I am trying to simplify this boolean expression:
F = A B ((A + C')') + B (A C + A' B) + (A + B)(A' + C D)
The resultant solution is supposed to be:
F = A C D + ('A B) + B C
But all I can get is
F = A C D + ('A B) + A B C + B C D
Help would be appreciated.
Checked on this page and it says minified form is what real solution is
On
Alex Kemper's answer is, I suppose, the de facto way to simplify the expression.

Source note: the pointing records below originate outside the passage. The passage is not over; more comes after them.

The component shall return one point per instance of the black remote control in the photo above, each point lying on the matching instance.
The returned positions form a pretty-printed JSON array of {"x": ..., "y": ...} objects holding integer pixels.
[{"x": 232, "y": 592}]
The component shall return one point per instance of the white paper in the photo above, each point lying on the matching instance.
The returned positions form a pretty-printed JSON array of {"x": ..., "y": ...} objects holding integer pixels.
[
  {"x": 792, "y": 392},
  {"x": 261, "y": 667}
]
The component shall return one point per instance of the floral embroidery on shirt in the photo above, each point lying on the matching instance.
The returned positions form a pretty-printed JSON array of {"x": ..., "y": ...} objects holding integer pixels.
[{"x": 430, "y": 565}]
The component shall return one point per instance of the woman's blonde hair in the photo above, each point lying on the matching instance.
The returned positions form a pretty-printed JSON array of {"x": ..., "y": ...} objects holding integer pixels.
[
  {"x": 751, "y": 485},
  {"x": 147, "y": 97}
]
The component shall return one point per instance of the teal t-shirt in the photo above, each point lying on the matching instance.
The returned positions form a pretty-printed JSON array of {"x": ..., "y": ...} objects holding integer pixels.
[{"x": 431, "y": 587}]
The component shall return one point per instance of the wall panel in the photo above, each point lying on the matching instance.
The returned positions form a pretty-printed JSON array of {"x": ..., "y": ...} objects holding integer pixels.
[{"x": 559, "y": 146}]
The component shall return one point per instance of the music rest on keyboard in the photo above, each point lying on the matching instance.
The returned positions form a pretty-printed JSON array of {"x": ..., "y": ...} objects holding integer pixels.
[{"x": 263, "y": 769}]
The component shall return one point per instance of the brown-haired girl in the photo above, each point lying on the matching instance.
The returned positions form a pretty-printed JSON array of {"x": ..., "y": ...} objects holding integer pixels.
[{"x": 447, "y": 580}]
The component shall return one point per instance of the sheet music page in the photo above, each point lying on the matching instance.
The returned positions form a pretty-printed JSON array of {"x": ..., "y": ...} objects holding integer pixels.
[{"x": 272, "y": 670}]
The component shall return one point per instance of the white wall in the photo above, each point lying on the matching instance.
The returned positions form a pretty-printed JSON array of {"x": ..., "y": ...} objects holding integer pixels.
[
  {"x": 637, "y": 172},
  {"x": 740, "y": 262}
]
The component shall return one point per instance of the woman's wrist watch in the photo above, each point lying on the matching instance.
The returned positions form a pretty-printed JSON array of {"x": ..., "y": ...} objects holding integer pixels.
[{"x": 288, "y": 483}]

Another way to conclude that $$ABC+A'B+ACD+BCD = BC+A'B+ACD,$$ using Boolean Algebra axioms, is the following:
\begin{align}
A'B + ACD + BC
&= A'B +ACD + (A+A')BC\\
&= A'B + ACD + ABC + A'BC\\
&= (A'B + A'BC) + ACD + ABC\\
&= A'B + ACD + ABC. \tag{absorption}
\end{align}
Now,
\begin{align}
ABC+A'B+ACD+BCD = A'B + ACD + ABC
&\Leftrightarrow BCD \leq A'B + ACD + ABC\\
&\Leftrightarrow BCD (A'B + ACD + ABC) = BCD.
\end{align}
But $$BCD (A'B + ACD + ABC) = (A'BCD) + (ABCD) + (ABCD) = (A + A') BCD = BCD.$$
From where you ended up:
$ACD + A'B + ABC + BCD =$ (Idempotence)
$ACD + A'B + A'B + ABC + BCD =$ (Adjacency)
$ACD + A'B + (A'BC + A'BC') + ABC + BCD =$ (Association and Commutation)
$ACD + (A'B + A'BC') + A'BC + ABC + BCD =$ (Absorption)
$ACD + A'B + (A'BC + ABC) + BCD =$ (Adjacency)
$ACD + A'B + (BC + BCD) =$ (Absorption)
$ACD + A'B + BC$